Linux kernel mirror (for testing) git.kernel.org/pub/scm/linux/kernel/git/torvalds/linux.git
kernel os linux

dax: introduce holder for dax_device

Patch series "v14 fsdax-rmap + v11 fsdax-reflink", v2.

The patchset fsdax-rmap is aimed to support shared pages tracking for
fsdax.

It moves owner tracking from dax_assocaite_entry() to pmem device driver,
by introducing an interface ->memory_failure() for struct pagemap. This
interface is called by memory_failure() in mm, and implemented by pmem
device.

Then call holder operations to find the filesystem which the corrupted
data located in, and call filesystem handler to track files or metadata
associated with this page.

Finally we are able to try to fix the corrupted data in filesystem and do
other necessary processing, such as killing processes who are using the
files affected.

The call trace is like this:
memory_failure()
|* fsdax case
|------------
|pgmap->ops->memory_failure() => pmem_pgmap_memory_failure()
| dax_holder_notify_failure() =>
| dax_device->holder_ops->notify_failure() =>
| - xfs_dax_notify_failure()
| |* xfs_dax_notify_failure()
| |--------------------------
| | xfs_rmap_query_range()
| | xfs_dax_failure_fn()
| | * corrupted on metadata
| | try to recover data, call xfs_force_shutdown()
| | * corrupted on file data
| | try to recover data, call mf_dax_kill_procs()
|* normal case
|-------------
|mf_generic_kill_procs()


The patchset fsdax-reflink attempts to add CoW support for fsdax, and
takes XFS, which has both reflink and fsdax features, as an example.

One of the key mechanisms needed to be implemented in fsdax is CoW. Copy
the data from srcmap before we actually write data to the destination
iomap. And we just copy range in which data won't be changed.

Another mechanism is range comparison. In page cache case, readpage() is
used to load data on disk to page cache in order to be able to compare
data. In fsdax case, readpage() does not work. So, we need another
compare data with direct access support.

With the two mechanisms implemented in fsdax, we are able to make reflink
and fsdax work together in XFS.


This patch (of 14):

To easily track filesystem from a pmem device, we introduce a holder for
dax_device structure, and also its operation.
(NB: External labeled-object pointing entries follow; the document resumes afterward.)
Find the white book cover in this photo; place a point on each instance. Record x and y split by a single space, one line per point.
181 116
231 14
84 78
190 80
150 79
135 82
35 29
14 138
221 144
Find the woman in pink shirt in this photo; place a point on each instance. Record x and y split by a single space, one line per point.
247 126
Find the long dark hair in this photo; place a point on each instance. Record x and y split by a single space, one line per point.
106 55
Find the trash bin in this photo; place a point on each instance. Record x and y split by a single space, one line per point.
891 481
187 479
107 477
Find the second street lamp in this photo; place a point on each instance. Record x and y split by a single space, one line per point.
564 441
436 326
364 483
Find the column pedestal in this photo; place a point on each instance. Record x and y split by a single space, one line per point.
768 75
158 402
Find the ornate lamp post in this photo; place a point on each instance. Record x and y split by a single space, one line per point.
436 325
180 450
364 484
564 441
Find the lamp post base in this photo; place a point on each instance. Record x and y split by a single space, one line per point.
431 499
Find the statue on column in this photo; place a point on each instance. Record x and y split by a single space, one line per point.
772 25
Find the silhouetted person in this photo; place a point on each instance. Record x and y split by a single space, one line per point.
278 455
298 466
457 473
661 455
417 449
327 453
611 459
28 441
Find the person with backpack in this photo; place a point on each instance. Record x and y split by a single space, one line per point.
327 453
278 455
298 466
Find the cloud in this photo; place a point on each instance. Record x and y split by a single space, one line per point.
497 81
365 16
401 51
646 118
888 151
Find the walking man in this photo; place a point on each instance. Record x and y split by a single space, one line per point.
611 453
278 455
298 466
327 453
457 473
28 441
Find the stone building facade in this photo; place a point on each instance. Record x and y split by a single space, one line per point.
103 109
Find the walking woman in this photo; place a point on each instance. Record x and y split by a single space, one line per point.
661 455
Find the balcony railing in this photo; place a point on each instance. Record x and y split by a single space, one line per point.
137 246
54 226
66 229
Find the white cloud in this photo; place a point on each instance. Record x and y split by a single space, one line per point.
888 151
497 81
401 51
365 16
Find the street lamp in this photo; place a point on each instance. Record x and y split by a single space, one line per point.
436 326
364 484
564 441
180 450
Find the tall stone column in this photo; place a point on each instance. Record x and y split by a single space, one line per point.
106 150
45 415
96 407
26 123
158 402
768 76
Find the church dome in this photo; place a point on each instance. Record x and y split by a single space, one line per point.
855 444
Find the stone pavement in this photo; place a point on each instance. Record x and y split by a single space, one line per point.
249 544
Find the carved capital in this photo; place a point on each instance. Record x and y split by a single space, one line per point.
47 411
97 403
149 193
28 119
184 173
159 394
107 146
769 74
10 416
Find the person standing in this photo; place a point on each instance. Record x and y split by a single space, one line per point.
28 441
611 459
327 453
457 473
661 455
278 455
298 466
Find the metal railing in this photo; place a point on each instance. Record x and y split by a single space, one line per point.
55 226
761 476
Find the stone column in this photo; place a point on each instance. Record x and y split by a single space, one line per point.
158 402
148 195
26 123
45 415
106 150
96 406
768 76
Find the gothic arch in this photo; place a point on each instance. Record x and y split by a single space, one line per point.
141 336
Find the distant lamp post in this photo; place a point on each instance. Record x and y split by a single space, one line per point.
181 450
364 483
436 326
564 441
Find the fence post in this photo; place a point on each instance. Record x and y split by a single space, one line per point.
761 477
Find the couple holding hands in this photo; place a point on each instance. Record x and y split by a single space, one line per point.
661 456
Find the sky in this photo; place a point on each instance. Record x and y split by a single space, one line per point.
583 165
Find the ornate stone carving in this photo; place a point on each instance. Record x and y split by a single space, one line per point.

This holder is used to
remember who is using this dax_device:

- When it is the backend of a filesystem, the holder will be the
instance of this filesystem.
- When this pmem device is one of the targets in a mapped device, the
holder will be this mapped device. In this case, the mapped device
has its own dax_device and it will follow the first rule. So that we
can finally track to the filesystem we needed.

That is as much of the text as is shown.